19990716

自給率を上げるには 新農基法(社説)


1999年07月16日

三十八年ぶりの改定となる新しい農業基本法が成立した。

農畜産物価格は国家の統制によらず、需給にゆだねる市場原理の尊重を基本に据えた。同時に、国土や自然環境の保全といった農業の多面的機能を維持する支援策も、併せて打ち出すことにした。

生産者の創意と工夫を引き出し、消費者保護の視点を取り入れる農政は、世界的な流れである。ただ、欧米諸国は「環境を守る農業への転換」を進めている。成立した時点でも、一周遅れの印象がぬぐえない。足りない点は、五年ごとに見直す基本計画で補ってもらいたい。

国会審議では自給率問題が焦点となった。原案は修正され、政府が定める自給率目標について、「向上を図ることを旨とし」という文字が挿入された。

供給熱量(カロリー)に換算した日本の自給率は、一九六〇年度には七九%もあったのに、どんどん下がり続けて、九七年度は四一%しかない。

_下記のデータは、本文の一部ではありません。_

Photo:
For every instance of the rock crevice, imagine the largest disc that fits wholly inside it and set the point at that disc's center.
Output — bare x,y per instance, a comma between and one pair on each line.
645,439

先進国で最低の食糧自給率を引き上げるように努力するのは当然だが、現実には容易なことではない。低下した最大の要因が食生活の変化にあるからだ。国内で生産できる米の消費が激減し、輸入に依存する畜産物や油脂の消費量が増えた。

自給率を上げるひとつの方法は、国民に昔の食生活に戻ってもらうことだ。

農林水産省は、献立ごとにはじいた自給率を、インターネット上で公開している(http://www.maff.go.jp)。いかに低いかを実感し、身近な食生活を見直してもらうのがねらいだ。

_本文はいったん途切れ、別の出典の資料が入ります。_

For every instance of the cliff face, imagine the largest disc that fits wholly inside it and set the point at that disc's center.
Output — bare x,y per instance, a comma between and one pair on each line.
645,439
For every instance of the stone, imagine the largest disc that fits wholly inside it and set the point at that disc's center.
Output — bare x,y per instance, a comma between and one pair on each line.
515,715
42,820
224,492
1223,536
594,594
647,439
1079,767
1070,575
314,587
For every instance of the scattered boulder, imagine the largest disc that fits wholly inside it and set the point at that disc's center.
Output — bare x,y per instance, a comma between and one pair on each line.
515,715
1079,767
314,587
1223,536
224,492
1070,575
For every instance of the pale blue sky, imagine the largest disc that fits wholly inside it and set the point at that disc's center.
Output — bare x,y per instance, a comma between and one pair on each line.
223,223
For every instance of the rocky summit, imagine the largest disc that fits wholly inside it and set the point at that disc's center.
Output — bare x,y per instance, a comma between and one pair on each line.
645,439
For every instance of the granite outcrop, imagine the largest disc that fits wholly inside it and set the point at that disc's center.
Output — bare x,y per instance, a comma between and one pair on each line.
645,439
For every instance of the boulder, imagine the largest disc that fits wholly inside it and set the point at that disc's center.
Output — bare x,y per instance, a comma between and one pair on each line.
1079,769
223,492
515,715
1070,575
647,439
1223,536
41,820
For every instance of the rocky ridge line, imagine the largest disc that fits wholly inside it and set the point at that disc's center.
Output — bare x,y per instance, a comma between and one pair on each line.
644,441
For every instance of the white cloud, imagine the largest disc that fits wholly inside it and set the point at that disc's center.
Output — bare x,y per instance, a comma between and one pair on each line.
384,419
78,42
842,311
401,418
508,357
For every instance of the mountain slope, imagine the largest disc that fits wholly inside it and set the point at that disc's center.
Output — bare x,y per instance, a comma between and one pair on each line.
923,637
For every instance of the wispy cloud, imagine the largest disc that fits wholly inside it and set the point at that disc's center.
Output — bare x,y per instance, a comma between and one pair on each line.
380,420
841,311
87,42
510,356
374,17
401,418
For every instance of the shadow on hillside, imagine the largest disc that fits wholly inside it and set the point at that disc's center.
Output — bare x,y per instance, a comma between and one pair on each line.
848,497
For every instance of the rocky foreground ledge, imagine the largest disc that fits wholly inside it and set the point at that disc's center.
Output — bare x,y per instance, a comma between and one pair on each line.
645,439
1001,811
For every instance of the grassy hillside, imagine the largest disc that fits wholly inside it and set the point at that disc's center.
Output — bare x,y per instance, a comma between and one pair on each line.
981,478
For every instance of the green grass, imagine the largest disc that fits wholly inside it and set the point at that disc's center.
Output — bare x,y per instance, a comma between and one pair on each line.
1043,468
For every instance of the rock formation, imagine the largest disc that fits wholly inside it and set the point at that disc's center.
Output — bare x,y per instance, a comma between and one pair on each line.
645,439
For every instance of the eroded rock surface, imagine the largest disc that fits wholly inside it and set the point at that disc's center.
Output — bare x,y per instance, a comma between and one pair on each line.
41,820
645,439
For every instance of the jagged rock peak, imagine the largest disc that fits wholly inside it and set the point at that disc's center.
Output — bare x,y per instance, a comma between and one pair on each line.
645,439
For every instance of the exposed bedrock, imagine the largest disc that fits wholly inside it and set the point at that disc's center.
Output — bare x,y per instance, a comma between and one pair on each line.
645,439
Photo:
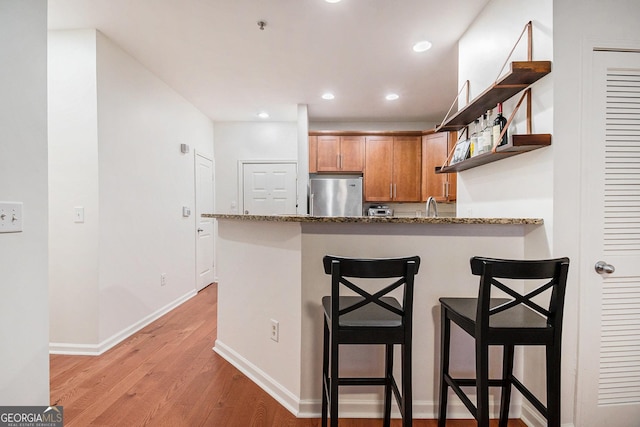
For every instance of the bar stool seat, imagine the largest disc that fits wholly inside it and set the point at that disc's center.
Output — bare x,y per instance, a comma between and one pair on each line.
368,317
508,322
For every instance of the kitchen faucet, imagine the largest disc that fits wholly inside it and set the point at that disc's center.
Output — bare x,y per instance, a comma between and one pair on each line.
432,205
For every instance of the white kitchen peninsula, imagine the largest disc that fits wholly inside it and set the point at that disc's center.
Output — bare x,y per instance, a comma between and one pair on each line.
270,269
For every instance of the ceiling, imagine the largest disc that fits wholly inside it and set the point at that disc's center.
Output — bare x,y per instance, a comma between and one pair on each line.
214,54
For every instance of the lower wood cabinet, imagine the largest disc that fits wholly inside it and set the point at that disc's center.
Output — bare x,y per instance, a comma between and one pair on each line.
392,169
435,150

たとえば、和風朝食(魚の干物、おひたし、ご飯、みそ汁)なら八〇%だが、洋風朝食(オムレツ、サラダ、紅茶、パン)なら二〇%といったぐあいだ。

日本型の食生活は総じて健康的といえるから、おおいに推奨したらいい。しかし、洋風はだめ、和食を、と国民に無理強いすることはできない。

まして、自給率の「向上」を新基本法にうたったからといって、農業保護や予算獲得のお墨付きにしてはなるまい。

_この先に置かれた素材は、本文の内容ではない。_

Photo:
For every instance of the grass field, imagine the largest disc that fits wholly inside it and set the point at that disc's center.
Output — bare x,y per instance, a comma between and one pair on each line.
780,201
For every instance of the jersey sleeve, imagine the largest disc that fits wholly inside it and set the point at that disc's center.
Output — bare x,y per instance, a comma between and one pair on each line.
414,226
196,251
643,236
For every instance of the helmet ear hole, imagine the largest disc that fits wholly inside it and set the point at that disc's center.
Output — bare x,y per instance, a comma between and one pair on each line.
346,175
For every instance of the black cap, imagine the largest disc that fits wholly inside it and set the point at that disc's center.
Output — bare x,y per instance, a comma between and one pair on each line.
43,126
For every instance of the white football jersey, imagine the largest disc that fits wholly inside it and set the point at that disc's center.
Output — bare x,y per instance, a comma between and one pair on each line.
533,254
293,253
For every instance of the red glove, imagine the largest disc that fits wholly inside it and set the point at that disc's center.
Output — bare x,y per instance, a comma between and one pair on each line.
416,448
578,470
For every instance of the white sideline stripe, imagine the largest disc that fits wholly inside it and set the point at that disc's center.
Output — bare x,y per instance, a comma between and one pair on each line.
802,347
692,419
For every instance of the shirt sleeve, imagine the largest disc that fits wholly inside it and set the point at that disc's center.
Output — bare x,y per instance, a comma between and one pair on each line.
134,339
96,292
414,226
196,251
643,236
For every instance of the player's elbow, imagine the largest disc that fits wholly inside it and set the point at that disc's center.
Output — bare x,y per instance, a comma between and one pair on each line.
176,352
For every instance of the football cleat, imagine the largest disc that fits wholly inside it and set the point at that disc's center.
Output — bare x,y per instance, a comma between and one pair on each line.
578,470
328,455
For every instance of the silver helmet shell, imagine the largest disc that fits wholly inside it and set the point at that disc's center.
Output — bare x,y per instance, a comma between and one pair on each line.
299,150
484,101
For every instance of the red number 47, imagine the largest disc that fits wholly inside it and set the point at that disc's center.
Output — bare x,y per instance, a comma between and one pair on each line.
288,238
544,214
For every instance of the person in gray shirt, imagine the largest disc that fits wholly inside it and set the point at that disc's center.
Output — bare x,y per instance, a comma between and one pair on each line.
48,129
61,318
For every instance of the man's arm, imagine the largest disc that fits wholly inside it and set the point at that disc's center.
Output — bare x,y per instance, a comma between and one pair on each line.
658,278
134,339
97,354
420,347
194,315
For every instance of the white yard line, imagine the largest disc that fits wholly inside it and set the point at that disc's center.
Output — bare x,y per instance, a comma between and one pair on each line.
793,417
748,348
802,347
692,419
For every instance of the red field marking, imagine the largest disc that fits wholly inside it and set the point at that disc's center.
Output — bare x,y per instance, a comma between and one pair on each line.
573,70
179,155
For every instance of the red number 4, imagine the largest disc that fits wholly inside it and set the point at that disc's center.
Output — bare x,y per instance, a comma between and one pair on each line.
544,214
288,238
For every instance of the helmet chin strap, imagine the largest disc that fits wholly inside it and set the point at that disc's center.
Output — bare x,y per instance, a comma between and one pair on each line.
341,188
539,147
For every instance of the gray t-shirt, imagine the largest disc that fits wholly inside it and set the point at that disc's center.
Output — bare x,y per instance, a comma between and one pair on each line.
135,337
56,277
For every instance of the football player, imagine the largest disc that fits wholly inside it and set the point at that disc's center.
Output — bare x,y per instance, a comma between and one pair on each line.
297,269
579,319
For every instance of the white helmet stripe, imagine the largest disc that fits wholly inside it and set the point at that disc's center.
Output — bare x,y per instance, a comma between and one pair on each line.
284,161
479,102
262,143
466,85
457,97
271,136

結局、自給率を上げる決め手は、消費者の望む食料品を供給するように、国内の生産者が対応していくことである。

自給率は、国内農業に対して消費者がつけた通信簿ともいえる。たとえば小麦は九%、大豆三%しかない。がんばれば、数字を上げられる余地が大きい。

すでに、農薬を使わないとか遺伝子組み換え作物ではないとか、安全性に訴えて売り込みに成功している生産者がいる。輸入物と比べ価格で太刀打ちできなくても、品質では競争できるのだ。

畜産物でも自給率の向上は可能だ。畜舎につないで輸入飼料を与える飼料加工型から、山地や草原で草を食べさせる放牧型に変える。そうすればコストが下がり、差別化できる肉や乳製品を生産できる。

消費者はどんな農産物を欲しがっているのか、生産者はどんな方法で栽培しているのか。双方が市場で情報を交換し合い、お互いの要求を満たし合えば、自給率は自然と向上するはずだ。

有機農産物や遺伝子組み換え作物などの表示制度を整える。環境を守る農法に転換する農家に費用を補てんする。新たに農業をやりたい人に遊休農地を提供する。  新基本法のもとで政府がやるべきことは、そうした仕組みをつくることだ。